As I mentioned in my weekly wrap up on Sunday, I’m starting therapy again this week. Since I went to rehab in 2016 I have been to many different therapists and participated in multiple intensive outpatient programs (mainly, DBT). I have not been in counseling though for almost a year. I have tried to see a couple different people but I didn’t stick with it because I always felt such negative energy when I was working with these therapists. It’s important for me to be able to have some sort of connection with someone in order to open up and be vulnerable.
I am anxious to start therapy again for a few reasons. Starting completely new with someone means I need to explain my life. I know it’s necessary in order for the therapist to understand me and help but I always leave initial sessions feeling like crap. This often leads to me not wanting to go back, even though I know it will be beneficial.
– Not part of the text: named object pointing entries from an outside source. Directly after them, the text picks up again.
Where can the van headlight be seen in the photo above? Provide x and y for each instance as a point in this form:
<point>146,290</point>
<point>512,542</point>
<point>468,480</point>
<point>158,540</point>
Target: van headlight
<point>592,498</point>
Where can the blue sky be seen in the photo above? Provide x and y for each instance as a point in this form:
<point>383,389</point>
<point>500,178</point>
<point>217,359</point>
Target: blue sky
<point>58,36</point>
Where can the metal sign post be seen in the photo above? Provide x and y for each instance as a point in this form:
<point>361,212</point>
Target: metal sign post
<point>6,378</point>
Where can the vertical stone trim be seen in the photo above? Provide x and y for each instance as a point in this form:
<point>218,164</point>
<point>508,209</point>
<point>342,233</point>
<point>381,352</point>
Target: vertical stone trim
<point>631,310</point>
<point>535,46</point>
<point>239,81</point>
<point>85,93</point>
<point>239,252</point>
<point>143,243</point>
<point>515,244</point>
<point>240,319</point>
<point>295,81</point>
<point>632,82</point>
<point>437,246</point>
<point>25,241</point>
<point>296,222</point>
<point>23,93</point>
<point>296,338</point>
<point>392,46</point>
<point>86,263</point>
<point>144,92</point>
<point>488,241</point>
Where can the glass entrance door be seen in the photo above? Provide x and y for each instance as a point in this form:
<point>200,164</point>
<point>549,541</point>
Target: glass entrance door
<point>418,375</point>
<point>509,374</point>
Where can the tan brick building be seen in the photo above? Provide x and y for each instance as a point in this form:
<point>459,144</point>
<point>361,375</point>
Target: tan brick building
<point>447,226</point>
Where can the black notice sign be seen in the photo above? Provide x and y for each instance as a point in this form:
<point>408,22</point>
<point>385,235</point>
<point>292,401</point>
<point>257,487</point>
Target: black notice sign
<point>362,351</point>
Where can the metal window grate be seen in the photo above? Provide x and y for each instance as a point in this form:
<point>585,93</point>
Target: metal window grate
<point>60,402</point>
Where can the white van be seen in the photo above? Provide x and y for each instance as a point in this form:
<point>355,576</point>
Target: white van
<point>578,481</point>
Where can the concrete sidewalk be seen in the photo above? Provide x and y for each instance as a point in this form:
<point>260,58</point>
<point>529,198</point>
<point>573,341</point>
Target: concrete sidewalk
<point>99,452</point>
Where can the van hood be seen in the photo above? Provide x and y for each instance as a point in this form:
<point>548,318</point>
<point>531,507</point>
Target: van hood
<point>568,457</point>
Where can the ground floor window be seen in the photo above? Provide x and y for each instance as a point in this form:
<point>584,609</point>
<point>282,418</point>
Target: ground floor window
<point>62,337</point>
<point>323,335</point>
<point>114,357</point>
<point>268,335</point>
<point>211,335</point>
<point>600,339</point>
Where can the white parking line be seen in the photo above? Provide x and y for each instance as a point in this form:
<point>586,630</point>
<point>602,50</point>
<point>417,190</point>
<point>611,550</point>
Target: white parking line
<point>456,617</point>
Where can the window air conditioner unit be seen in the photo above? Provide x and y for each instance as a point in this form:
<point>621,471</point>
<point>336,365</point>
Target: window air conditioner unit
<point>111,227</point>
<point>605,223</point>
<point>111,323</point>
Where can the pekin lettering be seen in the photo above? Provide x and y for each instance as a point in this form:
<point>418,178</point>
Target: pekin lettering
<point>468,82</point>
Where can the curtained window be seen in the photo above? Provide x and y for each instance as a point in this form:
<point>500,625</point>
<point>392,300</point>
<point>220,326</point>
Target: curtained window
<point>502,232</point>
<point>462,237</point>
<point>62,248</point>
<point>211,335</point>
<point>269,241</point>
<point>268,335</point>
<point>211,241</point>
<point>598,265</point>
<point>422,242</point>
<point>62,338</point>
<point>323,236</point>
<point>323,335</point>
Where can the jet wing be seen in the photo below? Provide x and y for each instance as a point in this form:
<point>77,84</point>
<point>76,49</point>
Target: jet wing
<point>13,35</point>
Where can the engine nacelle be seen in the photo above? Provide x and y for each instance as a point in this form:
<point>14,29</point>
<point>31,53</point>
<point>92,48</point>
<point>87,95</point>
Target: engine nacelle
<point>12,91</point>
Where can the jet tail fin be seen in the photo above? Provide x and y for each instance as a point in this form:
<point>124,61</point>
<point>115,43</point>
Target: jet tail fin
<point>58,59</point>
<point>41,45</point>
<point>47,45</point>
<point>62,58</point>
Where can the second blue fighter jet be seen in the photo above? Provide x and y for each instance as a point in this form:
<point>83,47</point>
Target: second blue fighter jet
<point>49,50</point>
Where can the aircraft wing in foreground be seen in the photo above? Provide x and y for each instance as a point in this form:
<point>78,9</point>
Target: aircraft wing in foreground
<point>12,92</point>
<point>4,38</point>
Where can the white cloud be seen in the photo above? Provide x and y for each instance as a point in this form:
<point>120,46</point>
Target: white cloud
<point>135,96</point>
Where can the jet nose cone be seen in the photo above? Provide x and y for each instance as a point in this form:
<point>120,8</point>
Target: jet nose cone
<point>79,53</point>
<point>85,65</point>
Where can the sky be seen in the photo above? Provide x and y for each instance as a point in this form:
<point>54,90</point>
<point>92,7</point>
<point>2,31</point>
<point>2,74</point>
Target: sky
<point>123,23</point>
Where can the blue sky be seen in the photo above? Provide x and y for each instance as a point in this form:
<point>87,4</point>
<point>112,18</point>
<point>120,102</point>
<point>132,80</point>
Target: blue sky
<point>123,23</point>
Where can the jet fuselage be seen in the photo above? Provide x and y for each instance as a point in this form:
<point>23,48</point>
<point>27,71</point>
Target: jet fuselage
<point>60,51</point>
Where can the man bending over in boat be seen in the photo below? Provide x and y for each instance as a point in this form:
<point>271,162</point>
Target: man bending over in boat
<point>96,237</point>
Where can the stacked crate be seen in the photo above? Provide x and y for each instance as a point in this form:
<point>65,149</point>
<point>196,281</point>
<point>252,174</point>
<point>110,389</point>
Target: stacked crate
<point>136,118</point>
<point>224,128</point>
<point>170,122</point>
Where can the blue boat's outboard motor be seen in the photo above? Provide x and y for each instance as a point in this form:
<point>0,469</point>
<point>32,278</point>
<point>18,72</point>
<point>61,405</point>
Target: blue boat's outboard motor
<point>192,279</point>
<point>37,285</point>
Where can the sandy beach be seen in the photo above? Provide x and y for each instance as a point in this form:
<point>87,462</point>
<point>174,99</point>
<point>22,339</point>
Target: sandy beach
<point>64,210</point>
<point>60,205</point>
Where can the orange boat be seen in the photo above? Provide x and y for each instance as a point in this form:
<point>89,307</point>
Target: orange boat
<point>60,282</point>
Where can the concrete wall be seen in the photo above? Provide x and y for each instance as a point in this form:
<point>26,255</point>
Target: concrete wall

I need to remember that feeling down in therapy is part of the process.
I am also a bit anxious because the therapist I am going to be working with is a man. I have a lot of trauma history and have a very hard time being around men alone (besides my partner and father) let alone opening up to them about my life. I have been able to email back and forth and talk to my new therapist on the phone so I feel a little better than if I were to just walk in without any prior communication.
Sometimes I feel like therapy is pointless. I have tried and failed so many times and never seem to feel any better. I work in the mental health field so I know that therapy works in conjunction with medication and that it is definitely necessary for me in order to process trauma but I am still skeptical.